An orca by any other name 

As with most things, popular culture has a huge effect on how society perceives animals.  

Whereas the movie "Free Willy" prompted a wave of sympathy for the protection of endangered orcas, "Arachnophobia" hardly helped spiders' cause. 

See also: "Jaws" for sharks. 

Even the depiction of fictional creatures can have a knock-on effect on public perception towards certain animals. 

Take the main being in "Alien," for example.

"Seeing the one from the first film that had that mucus-y drawl dripping from the alien's mouth... sensitizes people to disgusting things," Davey said. 

Nor is it just the public at large who are liable to "speciesism," or discrimination against other species in favor of our own.  

A study in 2017 found a strong correlation between society's preferred animals and those most studied in scientific research. 

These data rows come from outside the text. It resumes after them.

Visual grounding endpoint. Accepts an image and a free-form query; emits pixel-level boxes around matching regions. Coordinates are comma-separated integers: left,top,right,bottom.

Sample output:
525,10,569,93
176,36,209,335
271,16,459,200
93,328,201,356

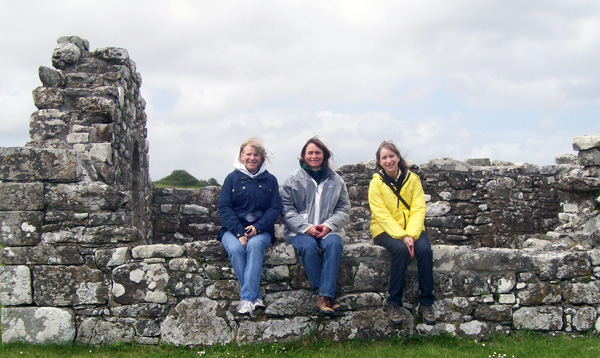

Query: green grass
0,333,600,358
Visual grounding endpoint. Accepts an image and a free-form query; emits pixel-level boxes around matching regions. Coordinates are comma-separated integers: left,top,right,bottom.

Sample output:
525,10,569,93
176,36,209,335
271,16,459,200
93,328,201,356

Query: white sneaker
253,298,267,311
238,301,254,316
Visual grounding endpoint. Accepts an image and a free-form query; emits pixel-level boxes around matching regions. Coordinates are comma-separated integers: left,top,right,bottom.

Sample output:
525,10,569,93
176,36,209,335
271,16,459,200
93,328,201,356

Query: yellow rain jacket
369,172,427,240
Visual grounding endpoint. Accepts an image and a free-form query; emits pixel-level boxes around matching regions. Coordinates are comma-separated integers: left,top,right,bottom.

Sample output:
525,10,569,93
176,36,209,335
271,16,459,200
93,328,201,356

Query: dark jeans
375,231,434,306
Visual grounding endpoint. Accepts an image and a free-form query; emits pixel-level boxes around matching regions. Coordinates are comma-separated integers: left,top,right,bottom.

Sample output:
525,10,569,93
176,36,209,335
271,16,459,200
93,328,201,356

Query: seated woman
281,137,350,315
218,138,281,316
369,141,436,325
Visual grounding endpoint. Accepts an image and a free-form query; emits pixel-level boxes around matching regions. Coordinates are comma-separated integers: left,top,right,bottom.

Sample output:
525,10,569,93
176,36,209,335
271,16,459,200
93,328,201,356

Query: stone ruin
0,37,600,345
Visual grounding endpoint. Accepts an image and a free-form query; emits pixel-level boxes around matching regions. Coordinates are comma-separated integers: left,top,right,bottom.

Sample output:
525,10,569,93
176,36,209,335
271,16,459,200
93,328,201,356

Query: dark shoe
419,305,436,325
315,296,335,316
253,298,267,313
388,305,404,326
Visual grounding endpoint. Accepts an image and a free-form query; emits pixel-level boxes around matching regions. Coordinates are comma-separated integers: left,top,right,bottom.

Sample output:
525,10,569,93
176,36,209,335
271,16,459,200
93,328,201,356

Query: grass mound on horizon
154,170,219,189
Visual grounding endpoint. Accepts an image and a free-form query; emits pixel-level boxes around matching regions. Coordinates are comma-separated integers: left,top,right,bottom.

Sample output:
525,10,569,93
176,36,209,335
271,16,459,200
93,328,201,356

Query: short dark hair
300,137,333,167
375,140,408,173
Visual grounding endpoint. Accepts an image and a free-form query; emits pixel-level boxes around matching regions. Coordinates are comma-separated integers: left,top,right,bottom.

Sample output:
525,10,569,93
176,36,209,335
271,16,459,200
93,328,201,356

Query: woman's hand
402,236,415,259
244,225,257,239
239,236,248,249
304,224,331,239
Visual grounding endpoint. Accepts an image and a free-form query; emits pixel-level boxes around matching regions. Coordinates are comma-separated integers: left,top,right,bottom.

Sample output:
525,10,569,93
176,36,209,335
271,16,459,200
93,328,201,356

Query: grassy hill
154,170,219,189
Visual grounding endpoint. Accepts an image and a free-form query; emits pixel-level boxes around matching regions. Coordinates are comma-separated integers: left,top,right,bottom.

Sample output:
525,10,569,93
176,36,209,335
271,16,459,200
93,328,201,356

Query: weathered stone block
336,292,383,310
77,317,136,345
169,257,202,272
0,266,33,306
38,66,65,87
206,279,240,301
353,261,390,292
44,182,127,212
131,244,185,259
263,243,298,266
0,147,82,182
0,211,44,246
94,247,129,268
512,306,563,331
473,305,512,322
456,249,534,272
457,321,492,338
32,87,65,109
517,282,562,306
167,272,205,297
264,290,316,316
112,262,169,305
236,317,316,343
577,148,600,167
184,240,227,261
534,252,592,280
33,266,110,306
2,307,76,344
29,109,70,142
161,297,234,346
562,280,600,305
0,183,44,211
573,135,600,152
571,307,598,332
0,245,84,265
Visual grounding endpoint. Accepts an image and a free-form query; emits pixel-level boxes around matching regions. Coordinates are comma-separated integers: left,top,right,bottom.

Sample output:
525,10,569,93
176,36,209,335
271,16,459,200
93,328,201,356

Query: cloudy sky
0,0,600,182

"Maybe that's because it's easier to get money" to study well-known animals, said Frederic Legendre, a researcher at France's National History Museum. 

And popular species make money in return, according to Christo Fabricius from WWF—a conservation group indelibly linked to its panda logo.  

"Reptiles, for example, are not very marketable," he said. 

'Protect species, protect habitat' 

Not that favoring certain cute or charismatic species is necessarily a bad thing for conservation. 

"When we protect an iconic species, we protect their habitat and therefore all the organisms within it also benefit," said Legendre. 

But such species can become a victim of their own popularity.  

One recent study suggested that a "virtual" presence of wild animals such as elephants and tigers—be that on computer screens, T-shirts or in children's books—can fool people into thinking they are more common in the wild than they really are. 

The populations of most megafauna—from hippos to giraffes and gorillas—remain in peril.  

Then there's the risk of poaching.  

The rarer the species "the more value they provide for traditional medicine, for trophy hunting, and therefore they are poached more often," said Franck Courchamp, an ecologist at France's National Centre for Scientific Research.